Page 7 of Back in the Saddle
Forget about her, you damn fool.
‘It’s OK, Dallas. Almost done. You’re doing great, as always.’ Hunter stroked the mane of the beautiful black horse and smiled fondly at him.
The horse nickered in response.
Hunter picked up Dallas’s front right hoof and gently removed the debris that had got stuck there during their latest training sessions. He repeated the process with the other legs, checking for any signs of cuts or swelling as he did. Everything looked in order. Hunter picked up the curry-comb and brushed in a sweeping motion, working his way across Dallas’s body from behind his ear to the top of his tail. Dallas snorted a few times as he got too close to his head and when he went over his spine. As he combed through the mane and tail, he heard slow, heavy footsteps behind him.
‘Almost done,’ he said without looking to see who it was.
‘Good. Mama sent me to tell you that dinner’s going to be ready soon.’
Hunter didn’t need to turn round to know his sister had her arms crossed. Every member of the Jackson family hadfound their own way of dealing with the recent uncertainty. They were all sidestepping the impending grief, hoping there would be no reason to turn back and fall into it.
‘I didn’t say I was staying for dinner,’ he said.

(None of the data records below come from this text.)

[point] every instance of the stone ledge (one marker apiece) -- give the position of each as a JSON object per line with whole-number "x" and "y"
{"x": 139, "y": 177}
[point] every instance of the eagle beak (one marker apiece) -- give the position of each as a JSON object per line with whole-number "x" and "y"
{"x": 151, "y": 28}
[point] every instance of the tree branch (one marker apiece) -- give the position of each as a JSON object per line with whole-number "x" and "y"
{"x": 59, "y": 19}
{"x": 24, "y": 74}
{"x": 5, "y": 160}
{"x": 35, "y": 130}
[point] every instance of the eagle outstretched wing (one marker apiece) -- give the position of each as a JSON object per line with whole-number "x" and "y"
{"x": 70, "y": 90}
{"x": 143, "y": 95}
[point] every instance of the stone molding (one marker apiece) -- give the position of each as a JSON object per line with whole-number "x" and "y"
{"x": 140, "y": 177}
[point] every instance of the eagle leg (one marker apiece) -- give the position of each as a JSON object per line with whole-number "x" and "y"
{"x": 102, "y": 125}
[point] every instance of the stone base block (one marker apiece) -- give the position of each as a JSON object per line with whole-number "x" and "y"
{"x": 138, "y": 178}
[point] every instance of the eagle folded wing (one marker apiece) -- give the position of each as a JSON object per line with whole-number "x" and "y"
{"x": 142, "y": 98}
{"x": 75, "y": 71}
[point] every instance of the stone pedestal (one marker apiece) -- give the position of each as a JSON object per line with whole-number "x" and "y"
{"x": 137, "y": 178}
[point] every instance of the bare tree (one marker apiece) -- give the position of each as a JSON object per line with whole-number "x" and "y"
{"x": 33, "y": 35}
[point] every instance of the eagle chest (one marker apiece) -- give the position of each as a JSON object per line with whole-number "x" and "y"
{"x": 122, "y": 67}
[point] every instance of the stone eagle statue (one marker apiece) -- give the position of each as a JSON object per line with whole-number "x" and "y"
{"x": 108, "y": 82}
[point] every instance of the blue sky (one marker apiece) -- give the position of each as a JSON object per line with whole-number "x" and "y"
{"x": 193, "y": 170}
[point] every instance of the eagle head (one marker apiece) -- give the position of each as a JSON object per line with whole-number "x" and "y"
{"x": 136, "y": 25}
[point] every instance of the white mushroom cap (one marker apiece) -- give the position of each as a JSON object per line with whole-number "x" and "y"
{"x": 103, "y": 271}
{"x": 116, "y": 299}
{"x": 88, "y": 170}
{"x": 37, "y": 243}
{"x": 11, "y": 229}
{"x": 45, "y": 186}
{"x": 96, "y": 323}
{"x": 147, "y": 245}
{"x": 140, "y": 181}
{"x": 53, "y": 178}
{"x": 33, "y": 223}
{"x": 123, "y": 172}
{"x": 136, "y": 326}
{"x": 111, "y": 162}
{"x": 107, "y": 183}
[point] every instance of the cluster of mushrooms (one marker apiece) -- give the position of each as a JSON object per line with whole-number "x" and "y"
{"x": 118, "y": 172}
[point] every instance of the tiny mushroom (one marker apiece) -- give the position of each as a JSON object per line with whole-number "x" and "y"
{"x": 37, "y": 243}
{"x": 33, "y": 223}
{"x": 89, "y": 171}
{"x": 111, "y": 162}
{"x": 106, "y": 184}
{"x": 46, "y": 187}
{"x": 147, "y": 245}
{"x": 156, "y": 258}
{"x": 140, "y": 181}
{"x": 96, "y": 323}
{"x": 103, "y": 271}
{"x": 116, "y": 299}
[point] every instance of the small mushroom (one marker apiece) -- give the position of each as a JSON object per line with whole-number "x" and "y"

Megan snorted. ‘She thought you’d say that and said she knows you won’t cook anything yourself and that she’s starting to worry you’re not getting enough hot meals.’
He put the brush away and turned round to face his sister. ‘I guess I have no choice then.’
‘No, you don’t,’ Megan said.
Hunter untied Dallas’s rope. ‘I’ll be out in a minute.’
Megan didn’t respond. The sound of her boots told Hunter she’d gone outside.
He led Dallas into his stall and closed the gate. When he walked out, he found Megan leaning against the barn’s entrance.
‘I’m gonna convince Daddy to let me have a glass of red with my steak.’ she announced, peeling her back from the red-painted wood.
Hunter laughed. ‘Like that’s going to happen.’
Megan shrugged. ‘I’m eighteen. It isn’t like I’ve never had alcohol before.’
‘Maybe don’t say that to Dad.’ He put his arm around her shoulders and pulled her into a hug. ‘It’s hard to remember at times how old you are, Meg. Because the older you get, the older I get. I don’t know, I just thought that by the time I was twenty-six, I’d have done something with my life. Yet here I am.’
‘Don’t worry, Buck’s practically ancient. You’re still a spring chicken compared to him.’ She grinned and hugged him back.
Buck was their older brother who lived in Tulsa with his wife, Lorna, and their two children, Morgan and Cody.
‘You have time, Hunt. Besides, it’s not like you’ve been stuck here all the time. You’ve been to college,’ Megan added.
‘And then I came back …’
‘Nothing wrong with that. I was over the moon when you moved back home. I’m not sure how Mama and I would’ve coped if you hadn’t been here for us. And for Daddy. It was the right thing to do,’ she said in a slow, comforting voice.
His jaw tensed. She was right. It was the only thing to do. As much as he was angry at the universe for the circumstances that had brought him home, he wasn’t angry at his father. He could never put even a morsel of blame at his feet.
Megan hit him in the shoulder, snapping him out of his trance. ‘What are you thinking about?’
‘Dad.’
His simple response wiped her smile away.
Shit.He shouldn’t have said that, shouldn’t have worried her.
She looked into the distance, where the sun was setting above the treeline.
Hunter followed her gaze. The silhouettes of cattle grazing in the pasture completed the picture imprinted in his memory. Cicadas disturbed the humid July air, the smell of which he doubted he could ever rid himself. Soil, horses, manure and hay. The sturdy fence surrounding the western paddock was only finished last week. A devastating tornado, EF-3 grade, had wiped it off in April. Other structures were higher on the priority list. Hunter assessed the work from where he stood, his eyes moving in a practised fashion to look for any possible escape routes for the horses or weak spots. He found none. Satisfied, he pushed his hands deeper inside his pockets.